Magnus felt his face flush. ‘Helping them get the harvest in.’

‘Shit, I let slip about your croft, didn’t I?’ Magnus nodded and Jeb said, ‘Sorry.’ He grinned. ‘You’ve got to hand it to the religious. Not even a day off for the end of the world.’

‘I guess that’s the point. They don’t want it to be the end.’

‘Strange, when they believe they’re in for pie in the sky.’ Jeb scored a finger across his plastered leg and looked at the white powder caught beneath his nail. ‘Do you ever think what a stroke of luck it was for you and me? A shame millions died, but the sweats did us a good turn.’

‘I had a warm-up gig at O2 lined up.’ Magnus wished he had not been reminded of his big break. It belonged to another life.

Jeb glanced at the door and then said in a low voice, ‘You had a smashed-up face and an imminent rape trial. Entertainers have a bad rep. You could have been looking at a long sentence.’

This must be how long-married couples felt, Magnus thought. They had been over it before and there was no point in discussing it further. He said, ‘If you were a policeman, how come you ended up in prison?’

‘It’s old news.’

‘All the same…’ Magnus let the threat hang in the air.

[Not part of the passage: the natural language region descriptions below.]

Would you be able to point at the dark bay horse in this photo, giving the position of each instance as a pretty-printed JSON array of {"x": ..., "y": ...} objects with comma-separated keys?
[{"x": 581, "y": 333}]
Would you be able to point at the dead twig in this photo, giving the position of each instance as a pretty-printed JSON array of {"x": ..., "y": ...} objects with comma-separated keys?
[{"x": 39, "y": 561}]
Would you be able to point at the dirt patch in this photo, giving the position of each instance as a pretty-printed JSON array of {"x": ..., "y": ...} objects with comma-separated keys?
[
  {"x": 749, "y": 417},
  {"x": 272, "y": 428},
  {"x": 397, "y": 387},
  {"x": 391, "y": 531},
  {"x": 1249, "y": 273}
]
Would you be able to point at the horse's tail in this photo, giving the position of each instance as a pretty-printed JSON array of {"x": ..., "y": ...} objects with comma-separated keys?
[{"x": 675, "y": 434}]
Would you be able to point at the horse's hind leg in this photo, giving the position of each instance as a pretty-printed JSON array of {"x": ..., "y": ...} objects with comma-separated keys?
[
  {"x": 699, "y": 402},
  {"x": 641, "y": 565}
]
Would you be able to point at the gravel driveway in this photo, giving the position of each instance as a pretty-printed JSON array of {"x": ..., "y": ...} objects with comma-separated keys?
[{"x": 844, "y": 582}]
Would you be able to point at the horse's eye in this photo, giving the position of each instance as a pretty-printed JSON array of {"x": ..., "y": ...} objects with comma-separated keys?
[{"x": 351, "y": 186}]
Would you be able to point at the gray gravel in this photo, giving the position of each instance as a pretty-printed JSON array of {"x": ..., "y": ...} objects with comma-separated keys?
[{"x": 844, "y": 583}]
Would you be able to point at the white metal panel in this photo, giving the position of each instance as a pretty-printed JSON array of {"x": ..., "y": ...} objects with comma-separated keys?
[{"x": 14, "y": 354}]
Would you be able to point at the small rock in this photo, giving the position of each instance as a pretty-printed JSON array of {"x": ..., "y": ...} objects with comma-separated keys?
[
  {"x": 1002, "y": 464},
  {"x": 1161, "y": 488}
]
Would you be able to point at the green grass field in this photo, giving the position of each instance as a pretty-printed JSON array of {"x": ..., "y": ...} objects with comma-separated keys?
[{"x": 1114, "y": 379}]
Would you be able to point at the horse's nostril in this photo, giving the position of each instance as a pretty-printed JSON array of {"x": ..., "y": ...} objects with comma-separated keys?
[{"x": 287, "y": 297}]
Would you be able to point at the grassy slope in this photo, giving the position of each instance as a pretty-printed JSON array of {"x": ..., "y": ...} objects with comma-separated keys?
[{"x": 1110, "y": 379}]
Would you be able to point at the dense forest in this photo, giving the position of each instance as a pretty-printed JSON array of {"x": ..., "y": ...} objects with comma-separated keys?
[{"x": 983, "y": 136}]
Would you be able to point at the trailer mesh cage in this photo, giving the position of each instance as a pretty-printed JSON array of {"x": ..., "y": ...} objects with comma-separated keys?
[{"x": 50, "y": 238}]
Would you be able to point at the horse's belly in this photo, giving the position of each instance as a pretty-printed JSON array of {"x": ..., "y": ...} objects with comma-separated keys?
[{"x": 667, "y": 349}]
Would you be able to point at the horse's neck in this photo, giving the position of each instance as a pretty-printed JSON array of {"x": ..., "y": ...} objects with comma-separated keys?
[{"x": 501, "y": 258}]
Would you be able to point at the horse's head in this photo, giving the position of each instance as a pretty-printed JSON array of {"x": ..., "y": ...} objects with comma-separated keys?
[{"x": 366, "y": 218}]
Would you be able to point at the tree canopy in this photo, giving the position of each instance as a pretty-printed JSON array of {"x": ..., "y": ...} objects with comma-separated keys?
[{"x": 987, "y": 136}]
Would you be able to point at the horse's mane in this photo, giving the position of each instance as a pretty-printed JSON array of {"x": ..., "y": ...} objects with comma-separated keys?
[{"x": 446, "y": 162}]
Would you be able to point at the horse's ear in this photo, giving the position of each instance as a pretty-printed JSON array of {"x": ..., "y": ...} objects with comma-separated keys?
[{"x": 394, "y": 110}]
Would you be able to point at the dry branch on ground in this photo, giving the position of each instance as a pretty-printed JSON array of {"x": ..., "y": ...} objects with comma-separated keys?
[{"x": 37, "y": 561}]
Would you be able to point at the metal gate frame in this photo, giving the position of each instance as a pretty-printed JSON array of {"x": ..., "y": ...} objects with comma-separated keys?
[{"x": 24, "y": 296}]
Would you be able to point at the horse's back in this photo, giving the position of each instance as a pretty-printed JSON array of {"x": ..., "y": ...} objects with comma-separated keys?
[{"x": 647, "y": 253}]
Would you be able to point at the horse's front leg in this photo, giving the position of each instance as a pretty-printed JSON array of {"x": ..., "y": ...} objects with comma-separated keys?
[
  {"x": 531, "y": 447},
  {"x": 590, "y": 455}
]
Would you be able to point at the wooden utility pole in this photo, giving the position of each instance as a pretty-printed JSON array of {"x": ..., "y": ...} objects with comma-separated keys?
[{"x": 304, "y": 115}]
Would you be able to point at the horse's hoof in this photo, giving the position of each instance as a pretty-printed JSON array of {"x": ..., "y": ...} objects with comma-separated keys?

Jeb stared at him. ‘You would, wouldn’t you?’

‘They have a right to know.’

Jeb sighed. He lifted the pages from the table and turned them over so Magnus could see the scrawled handwriting, the crossed-out lines and scribbled deletions. ‘I was trying to write it all down. I don’t know why. Scared I’ll forget who I am, or maybe just too much time on my hands. I wasn’t doing very well.’